On Wed, 22 Apr 2026 12:58:44 GMT, Andrew Haley <[email protected]> wrote:

>> Please use [this 
>> link](https://github.com/openjdk/jdk/pull/28541/changes?w=1) to view the 
>> files changed.
>> 
>> Profile counters scale very badly.
>> 
>> The overhead for profiled code isn't too bad with one thread, but as the 
>> thread count increases, things go wrong very quickly.
>> 
>> For example, here's a benchmark from the OpenJDK test suite, run at 
>> TieredLevel 3 with one thread, then three threads:
>> 
>> 
>> Benchmark (randomized) Mode Cnt Score Error Units
>> InterfaceCalls.test2ndInt5Types false avgt 4 27.468 ± 2.631 ns/op
>> InterfaceCalls.test2ndInt5Types false avgt 4 240.010 ± 6.329 ns/op
>> 
>> 
>> This slowdown is caused by high memory contention on the profile counters. 
>> Not only is this slow, but it can also lose profile counts.
>> 
>> This patch is for C1 only. It'd be easy to randomize C1 counters as well in 
>> another PR, if anyone thinks it's worth doing.
>> 
>> One other thing to note is that randomized profile counters degrade very 
>> badly with small decimation ratios. For example, using a ratio of 2 with 
>> `-XX:ProfileCaptureRatio=2` with a single thread results in
>> 
>> 
>> Benchmark                        (randomized)  Mode  Cnt   Score   Error  
>> Units
>> InterfaceCalls.test2ndInt5Types         false  avgt    4  80.147 ± 9.991  
>> ns/op
>> 
>> 
>> The problem is that the branch prediction rate drops away very badly, 
>> leading to many mispredictions. It only really makes sense to use higher 
>> decimation ratios, e.g. 64.
>> 
>> ---------
>> - [x] I confirm that I make this contribution in accordance with the 
>> [OpenJDK Interim AI Policy](https://openjdk.org/legal/ai).
>
> Andrew Haley has updated the pull request with a new target base due to a 
> merge or a rebase.

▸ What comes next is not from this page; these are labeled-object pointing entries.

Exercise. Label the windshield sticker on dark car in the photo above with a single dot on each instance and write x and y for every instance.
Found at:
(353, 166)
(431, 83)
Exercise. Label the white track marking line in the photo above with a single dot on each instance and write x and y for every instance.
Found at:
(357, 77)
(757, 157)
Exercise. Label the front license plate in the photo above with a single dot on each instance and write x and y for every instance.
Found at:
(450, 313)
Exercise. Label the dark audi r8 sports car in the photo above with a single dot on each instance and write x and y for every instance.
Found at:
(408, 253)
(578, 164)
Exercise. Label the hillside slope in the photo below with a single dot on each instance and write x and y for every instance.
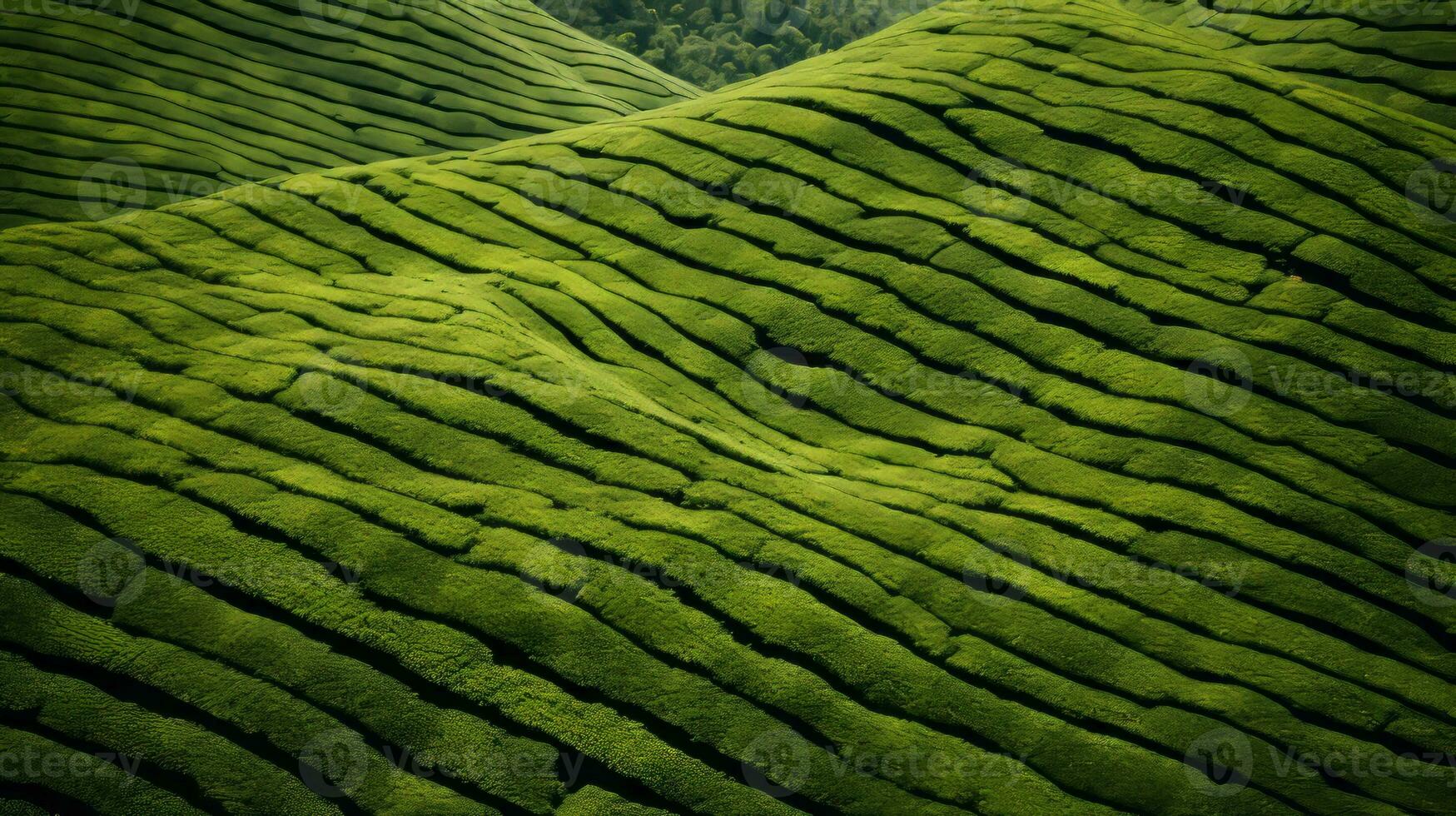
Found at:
(116, 105)
(1031, 413)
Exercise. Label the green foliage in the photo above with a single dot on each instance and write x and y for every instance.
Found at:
(715, 42)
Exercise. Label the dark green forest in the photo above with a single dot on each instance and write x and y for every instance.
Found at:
(715, 42)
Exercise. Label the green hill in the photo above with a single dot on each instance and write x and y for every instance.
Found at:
(130, 104)
(715, 42)
(1032, 408)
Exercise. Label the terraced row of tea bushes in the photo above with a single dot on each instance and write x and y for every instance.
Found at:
(122, 105)
(803, 448)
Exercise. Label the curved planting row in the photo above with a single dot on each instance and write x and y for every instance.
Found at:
(118, 105)
(962, 421)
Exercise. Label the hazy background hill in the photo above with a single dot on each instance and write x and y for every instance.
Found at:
(139, 104)
(713, 42)
(1037, 407)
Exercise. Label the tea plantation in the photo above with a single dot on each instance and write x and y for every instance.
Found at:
(147, 102)
(1037, 407)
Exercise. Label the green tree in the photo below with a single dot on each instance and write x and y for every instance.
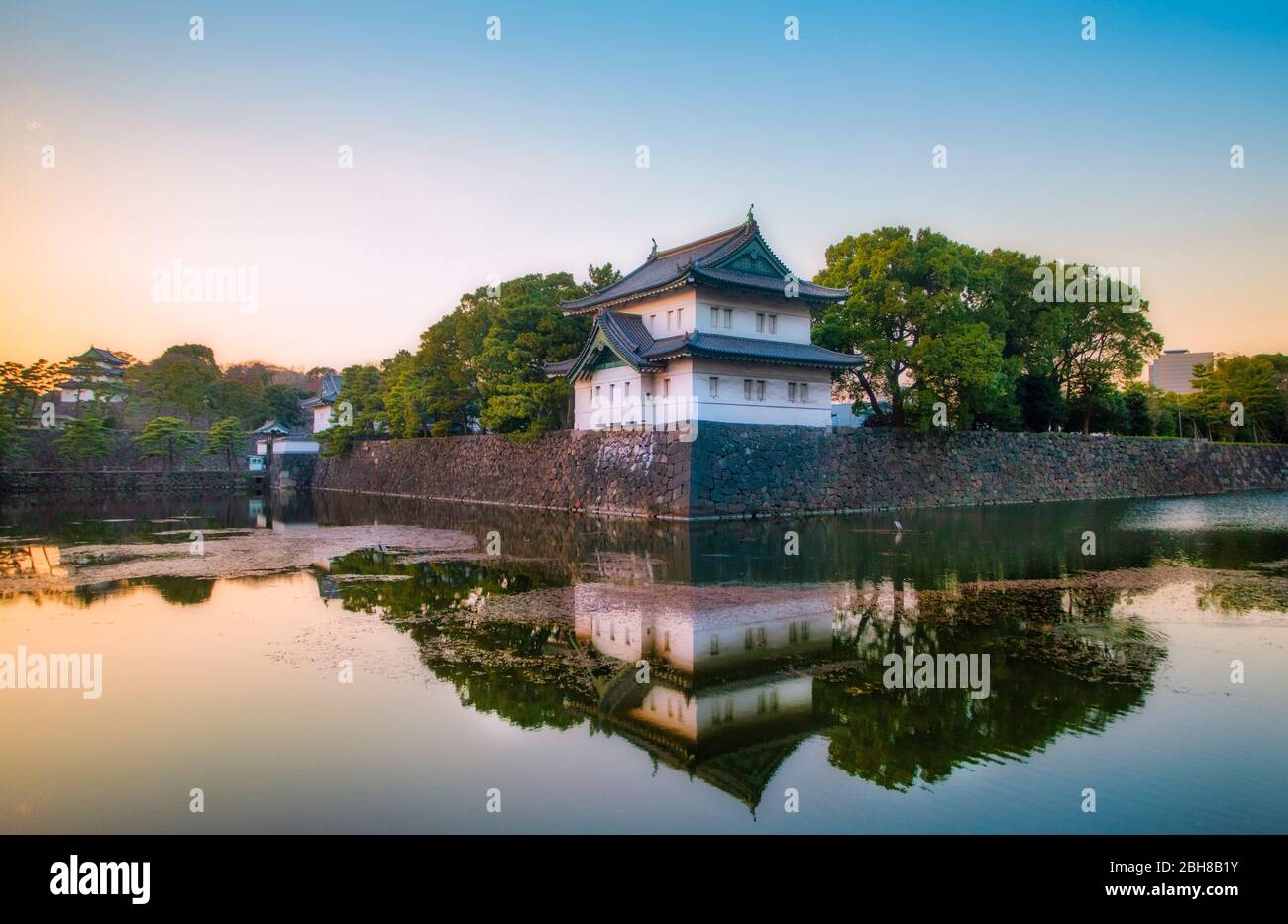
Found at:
(84, 441)
(906, 292)
(964, 368)
(1141, 405)
(167, 437)
(228, 438)
(1096, 343)
(181, 379)
(527, 330)
(1234, 385)
(22, 387)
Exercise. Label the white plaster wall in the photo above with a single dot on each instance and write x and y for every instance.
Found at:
(613, 407)
(732, 407)
(794, 317)
(679, 303)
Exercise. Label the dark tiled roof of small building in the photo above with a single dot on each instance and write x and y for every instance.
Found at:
(629, 339)
(805, 291)
(724, 347)
(103, 356)
(329, 389)
(699, 261)
(270, 426)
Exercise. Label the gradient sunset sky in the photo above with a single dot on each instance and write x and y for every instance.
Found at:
(476, 157)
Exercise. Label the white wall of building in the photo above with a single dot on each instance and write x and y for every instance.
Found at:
(778, 395)
(745, 316)
(321, 417)
(666, 316)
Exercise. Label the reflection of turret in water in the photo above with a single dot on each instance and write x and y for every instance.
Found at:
(711, 681)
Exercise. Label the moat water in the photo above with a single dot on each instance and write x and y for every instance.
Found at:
(632, 675)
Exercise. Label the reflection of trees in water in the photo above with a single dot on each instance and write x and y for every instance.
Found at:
(1243, 593)
(180, 591)
(1047, 650)
(423, 587)
(125, 519)
(1059, 662)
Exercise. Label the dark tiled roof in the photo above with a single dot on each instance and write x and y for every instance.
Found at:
(103, 356)
(805, 291)
(329, 389)
(630, 340)
(698, 258)
(722, 347)
(269, 426)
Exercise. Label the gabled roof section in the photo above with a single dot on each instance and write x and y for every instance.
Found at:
(738, 257)
(622, 338)
(329, 389)
(101, 356)
(751, 349)
(271, 428)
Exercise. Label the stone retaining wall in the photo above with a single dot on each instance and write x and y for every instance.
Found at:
(738, 469)
(621, 472)
(38, 485)
(741, 469)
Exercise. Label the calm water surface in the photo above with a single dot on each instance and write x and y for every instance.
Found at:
(519, 673)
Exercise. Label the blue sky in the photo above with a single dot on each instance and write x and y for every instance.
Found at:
(476, 157)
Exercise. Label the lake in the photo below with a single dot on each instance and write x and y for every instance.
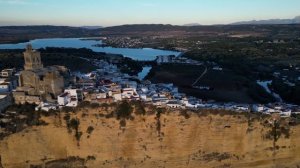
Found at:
(136, 54)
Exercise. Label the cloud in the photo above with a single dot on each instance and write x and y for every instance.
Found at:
(148, 5)
(16, 2)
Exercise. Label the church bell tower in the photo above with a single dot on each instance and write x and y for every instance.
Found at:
(32, 59)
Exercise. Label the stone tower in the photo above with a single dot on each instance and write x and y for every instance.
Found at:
(32, 59)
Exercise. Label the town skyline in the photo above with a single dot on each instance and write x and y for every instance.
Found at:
(117, 12)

The pull request now contains 111 commits:
> 
>  - Merge branch 'master' into JDK-8134940
>  - Review comments
>  - Review comments
>  - Add FrameMap::last_fpu_reg()
>  - Review comments
>  - Review comments
>  - Review comments
>  - Merge branch 'JDK-8134940' of https://github.com/theRealAph/jdk into 
> JDK-8134940
>  - More
>  - Merge branch 'JDK-8134940' of https://github.com/theRealAph/jdk into 
> JDK-8134940
>  - ... and 101 more: https://git.openjdk.org/jdk/compare/3e1d0b8e...4610777b

Made a pass with our code analysers, there are quite a few hits since the code 
is hairy :) I believe the following deserve followups:

src/hotspot/cpu/aarch64/c1_LIRAssembler_aarch64.cpp line 1312:

> 1310: 
> 1311:   int profile_capture_ratio = ProfileCaptureRatio;
> 1312:   int ratio_shift = exact_log2(profile_capture_ratio);

These look unused, intentional?

src/hotspot/cpu/aarch64/c1_MacroAssembler_aarch64.hpp line 121:

> 119:   void restore_profile_rng();
> 120: 
> 121: void adjust_mdo_address(Address *a, BasicType type);

Indenting.

src/hotspot/cpu/arm/c1_FrameMap_arm.hpp line 99:

> 97:   static int adjust_reg_range(int range) {
> 98:     int result = range - (ProfileCaptureRatio > 1);
> 99:     return align_down(result, 2);  // ouch

"Ouch" deserves a bit more explanation in the comment :)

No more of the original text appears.